In practice, this would mean creating a capital market for SDRs deep enough for companies and governments to use it. In addition, resources such as oil would need to be priced in SDRs, just like Zhou envisions.
Then the SDR could replace the dollar as the international reserve currency. Its price would be determined against a basket of international currencies including the Chinese yuan.
“The BRICS [Brazil, Russia, India, China and South Africa] and the Shanghai Cooperation Organization may have separate agendas in military and strategic affairs, but they are like-minded on the subjects of IMF voting rights, and they share an emerging antipathy to the dollar’s dominant role,” he wrote.
Of course, the real reason is for China to wrestle more power away from the United States. Not even Zhou can determine whether an IMF reserve currency would be more or less stable than the dollar. It’s a nice idea, but hasn’t been put into practice.
The only thing China doesn’t yet have is significant voting rights at the IMF. Right now it only has 3.8 percent of the total votes, not enough to make a difference, at least officially. However, this may change soon as well.
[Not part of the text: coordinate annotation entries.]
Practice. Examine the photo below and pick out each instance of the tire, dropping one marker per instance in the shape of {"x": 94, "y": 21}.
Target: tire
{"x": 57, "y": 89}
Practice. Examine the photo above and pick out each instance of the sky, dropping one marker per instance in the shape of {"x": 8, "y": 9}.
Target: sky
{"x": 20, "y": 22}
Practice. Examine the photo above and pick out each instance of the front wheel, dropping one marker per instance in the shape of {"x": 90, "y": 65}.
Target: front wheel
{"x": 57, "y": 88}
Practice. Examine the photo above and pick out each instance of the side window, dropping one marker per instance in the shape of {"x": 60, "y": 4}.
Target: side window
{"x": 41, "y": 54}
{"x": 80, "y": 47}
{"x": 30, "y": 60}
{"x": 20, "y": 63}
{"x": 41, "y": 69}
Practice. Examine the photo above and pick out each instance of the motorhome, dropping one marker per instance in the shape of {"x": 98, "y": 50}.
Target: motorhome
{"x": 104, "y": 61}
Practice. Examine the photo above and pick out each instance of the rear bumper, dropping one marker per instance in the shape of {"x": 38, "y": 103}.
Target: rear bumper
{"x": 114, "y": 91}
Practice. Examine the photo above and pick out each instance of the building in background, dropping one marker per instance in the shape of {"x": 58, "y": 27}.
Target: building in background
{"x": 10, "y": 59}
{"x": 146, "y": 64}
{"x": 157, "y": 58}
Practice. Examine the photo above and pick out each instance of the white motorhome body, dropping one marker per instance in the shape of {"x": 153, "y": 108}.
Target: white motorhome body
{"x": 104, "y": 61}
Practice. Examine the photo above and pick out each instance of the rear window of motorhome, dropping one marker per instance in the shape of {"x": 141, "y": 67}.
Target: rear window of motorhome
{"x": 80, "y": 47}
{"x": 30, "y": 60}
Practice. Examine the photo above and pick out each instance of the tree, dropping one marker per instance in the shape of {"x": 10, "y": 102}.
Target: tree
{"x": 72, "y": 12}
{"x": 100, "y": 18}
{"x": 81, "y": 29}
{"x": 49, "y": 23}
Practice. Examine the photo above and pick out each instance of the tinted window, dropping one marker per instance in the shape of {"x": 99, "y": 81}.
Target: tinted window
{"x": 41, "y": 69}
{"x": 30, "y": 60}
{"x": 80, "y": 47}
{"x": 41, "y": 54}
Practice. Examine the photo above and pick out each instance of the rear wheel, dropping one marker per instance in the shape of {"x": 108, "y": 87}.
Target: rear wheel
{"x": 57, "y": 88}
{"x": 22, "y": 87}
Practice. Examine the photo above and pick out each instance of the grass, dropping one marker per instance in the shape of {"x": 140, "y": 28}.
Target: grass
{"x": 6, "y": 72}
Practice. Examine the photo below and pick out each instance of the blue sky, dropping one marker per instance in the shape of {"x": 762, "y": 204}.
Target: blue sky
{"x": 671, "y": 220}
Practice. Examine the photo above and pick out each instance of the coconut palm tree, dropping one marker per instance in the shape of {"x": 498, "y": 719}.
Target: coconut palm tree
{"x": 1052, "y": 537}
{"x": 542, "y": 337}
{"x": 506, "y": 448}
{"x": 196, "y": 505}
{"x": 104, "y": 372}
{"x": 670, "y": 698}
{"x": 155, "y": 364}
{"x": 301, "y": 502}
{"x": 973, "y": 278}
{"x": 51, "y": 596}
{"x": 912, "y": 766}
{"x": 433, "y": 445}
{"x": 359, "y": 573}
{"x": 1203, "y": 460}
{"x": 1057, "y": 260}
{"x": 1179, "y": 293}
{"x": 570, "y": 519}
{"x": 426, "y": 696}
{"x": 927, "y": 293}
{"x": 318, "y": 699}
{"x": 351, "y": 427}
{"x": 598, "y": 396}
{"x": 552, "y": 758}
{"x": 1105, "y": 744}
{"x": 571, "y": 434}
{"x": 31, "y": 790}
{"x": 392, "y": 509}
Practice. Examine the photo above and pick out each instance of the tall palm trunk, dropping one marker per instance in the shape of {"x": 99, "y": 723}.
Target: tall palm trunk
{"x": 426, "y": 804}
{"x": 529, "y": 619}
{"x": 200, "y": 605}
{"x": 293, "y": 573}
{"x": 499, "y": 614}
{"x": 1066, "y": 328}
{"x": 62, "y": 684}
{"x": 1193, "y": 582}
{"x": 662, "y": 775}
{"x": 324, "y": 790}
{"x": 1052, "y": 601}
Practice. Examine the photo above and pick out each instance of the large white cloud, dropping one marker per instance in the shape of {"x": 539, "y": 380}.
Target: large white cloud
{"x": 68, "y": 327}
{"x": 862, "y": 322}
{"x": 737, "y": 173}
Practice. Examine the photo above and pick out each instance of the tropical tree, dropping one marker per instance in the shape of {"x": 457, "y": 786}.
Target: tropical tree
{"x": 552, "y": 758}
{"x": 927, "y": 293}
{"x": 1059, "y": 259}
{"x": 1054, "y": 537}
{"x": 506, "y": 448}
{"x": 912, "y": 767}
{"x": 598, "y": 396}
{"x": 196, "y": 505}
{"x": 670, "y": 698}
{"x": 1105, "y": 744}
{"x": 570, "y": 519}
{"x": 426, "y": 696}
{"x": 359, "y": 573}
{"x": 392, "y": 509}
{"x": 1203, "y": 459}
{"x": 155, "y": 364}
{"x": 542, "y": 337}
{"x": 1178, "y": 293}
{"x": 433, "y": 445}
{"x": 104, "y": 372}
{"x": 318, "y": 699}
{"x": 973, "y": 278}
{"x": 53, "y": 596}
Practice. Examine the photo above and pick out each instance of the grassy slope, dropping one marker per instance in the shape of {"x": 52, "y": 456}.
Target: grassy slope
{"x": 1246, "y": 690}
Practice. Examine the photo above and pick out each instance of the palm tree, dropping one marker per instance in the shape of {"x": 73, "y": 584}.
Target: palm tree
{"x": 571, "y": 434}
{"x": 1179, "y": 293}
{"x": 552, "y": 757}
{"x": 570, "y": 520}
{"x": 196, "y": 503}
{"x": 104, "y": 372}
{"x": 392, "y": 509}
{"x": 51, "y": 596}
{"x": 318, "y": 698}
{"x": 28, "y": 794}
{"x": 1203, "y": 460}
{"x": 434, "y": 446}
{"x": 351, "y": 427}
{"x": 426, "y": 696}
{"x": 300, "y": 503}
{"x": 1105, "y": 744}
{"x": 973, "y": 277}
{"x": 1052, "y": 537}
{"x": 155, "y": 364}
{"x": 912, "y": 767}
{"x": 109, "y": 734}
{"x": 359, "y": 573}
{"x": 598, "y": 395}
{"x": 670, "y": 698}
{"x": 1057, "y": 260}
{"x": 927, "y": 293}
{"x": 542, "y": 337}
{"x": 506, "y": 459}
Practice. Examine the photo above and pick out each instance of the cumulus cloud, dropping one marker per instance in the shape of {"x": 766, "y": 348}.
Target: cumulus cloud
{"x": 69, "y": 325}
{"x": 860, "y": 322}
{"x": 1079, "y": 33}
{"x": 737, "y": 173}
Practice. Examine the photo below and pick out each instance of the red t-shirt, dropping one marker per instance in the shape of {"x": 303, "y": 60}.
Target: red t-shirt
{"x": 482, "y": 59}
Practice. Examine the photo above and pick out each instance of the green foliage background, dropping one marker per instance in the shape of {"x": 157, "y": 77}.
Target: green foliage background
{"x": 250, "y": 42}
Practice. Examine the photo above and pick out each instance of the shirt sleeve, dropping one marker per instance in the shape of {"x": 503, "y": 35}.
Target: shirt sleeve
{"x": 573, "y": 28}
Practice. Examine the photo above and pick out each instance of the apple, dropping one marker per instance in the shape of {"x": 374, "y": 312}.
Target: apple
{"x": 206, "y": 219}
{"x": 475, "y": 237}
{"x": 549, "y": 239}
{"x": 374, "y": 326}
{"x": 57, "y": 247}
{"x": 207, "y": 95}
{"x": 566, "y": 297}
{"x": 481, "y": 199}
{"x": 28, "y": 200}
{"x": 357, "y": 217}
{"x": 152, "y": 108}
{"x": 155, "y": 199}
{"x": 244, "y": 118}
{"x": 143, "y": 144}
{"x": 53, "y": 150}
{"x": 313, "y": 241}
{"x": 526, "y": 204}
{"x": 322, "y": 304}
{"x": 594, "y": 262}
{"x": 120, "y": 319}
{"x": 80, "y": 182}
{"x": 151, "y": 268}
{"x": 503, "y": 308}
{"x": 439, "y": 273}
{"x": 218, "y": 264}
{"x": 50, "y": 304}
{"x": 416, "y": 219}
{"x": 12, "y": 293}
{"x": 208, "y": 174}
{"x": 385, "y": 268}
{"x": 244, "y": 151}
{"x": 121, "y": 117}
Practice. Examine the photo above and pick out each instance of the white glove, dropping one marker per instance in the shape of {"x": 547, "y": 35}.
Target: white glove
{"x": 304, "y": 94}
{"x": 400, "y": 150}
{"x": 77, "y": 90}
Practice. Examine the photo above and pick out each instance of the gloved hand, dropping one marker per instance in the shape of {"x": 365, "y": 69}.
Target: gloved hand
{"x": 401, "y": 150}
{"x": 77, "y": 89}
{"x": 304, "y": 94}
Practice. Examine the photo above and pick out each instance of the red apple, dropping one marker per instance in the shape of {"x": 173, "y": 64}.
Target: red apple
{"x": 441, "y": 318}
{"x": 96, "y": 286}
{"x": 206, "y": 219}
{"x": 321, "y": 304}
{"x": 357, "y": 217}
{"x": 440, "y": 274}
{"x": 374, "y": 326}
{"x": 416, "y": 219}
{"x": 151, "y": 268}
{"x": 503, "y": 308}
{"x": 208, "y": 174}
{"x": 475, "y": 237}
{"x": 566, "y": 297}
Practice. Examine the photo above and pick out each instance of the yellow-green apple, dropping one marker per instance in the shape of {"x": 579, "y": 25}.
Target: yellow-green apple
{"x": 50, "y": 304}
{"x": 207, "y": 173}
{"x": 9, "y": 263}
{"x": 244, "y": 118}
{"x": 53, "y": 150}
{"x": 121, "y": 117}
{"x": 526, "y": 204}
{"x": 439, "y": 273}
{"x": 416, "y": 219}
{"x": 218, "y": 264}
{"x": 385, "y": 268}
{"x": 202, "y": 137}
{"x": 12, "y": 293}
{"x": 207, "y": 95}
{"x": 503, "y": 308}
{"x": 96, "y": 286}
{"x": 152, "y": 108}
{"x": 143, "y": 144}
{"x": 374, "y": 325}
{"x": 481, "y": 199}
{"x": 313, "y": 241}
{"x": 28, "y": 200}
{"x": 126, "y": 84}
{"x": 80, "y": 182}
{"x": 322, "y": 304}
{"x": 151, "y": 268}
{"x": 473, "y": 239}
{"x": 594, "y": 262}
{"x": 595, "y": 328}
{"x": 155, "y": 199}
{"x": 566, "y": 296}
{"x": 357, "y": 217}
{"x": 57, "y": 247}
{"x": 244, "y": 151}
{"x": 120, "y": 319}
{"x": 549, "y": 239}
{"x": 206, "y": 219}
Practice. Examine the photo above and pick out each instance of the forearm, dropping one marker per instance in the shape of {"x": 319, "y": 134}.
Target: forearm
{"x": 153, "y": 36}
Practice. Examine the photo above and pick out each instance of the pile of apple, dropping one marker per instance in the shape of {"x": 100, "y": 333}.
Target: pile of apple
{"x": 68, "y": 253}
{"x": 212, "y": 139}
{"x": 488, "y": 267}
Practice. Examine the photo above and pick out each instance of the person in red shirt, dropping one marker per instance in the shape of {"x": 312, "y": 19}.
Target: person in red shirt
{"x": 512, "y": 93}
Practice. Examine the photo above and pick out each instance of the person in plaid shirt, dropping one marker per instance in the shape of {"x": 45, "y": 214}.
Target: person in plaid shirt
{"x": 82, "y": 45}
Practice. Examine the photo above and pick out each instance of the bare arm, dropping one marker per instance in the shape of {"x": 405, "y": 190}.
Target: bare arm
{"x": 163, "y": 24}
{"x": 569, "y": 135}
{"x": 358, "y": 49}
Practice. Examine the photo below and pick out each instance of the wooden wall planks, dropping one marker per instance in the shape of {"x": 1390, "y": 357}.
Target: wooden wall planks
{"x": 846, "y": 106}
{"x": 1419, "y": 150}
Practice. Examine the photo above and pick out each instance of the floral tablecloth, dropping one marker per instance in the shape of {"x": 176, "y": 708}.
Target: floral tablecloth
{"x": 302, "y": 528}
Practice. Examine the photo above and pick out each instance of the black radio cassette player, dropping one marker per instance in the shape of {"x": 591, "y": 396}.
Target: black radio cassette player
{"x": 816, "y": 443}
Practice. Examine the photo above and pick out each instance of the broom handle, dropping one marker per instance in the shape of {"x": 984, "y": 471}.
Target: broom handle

“I think quotas are very dated. If you look at the share of quotas and you compare the share of quotas to the share of world GDP, you see that the quotas are reflecting GDP shares from an earlier era. Not just China, but emerging markets in general expanded their global presence,” said Harvard professor Carmen Reinhart.
The United States has 16.74 percent of the votes at the IMF. Because it holds more than 15 percent of, it can block any decision, giving it effective veto power. And it won’t give up that power anytime soon.
“That’s going to be a hard one. My inclination would be to say that’s still a ways away, but I do think that increased voting shares for emerging markets is part of catching up with reality,” said Reinhart.
On Dec 1, 2015, Chinese central bank officials didn’t quite state that they achieved the first step toward their ultimate goal.
But they did at least hint at it, “China will … contribute to promoting world economic growth, safeguarding financial stability, and improving global economic governance.” Safeguarding financial stability with a new global reserve currency, that is.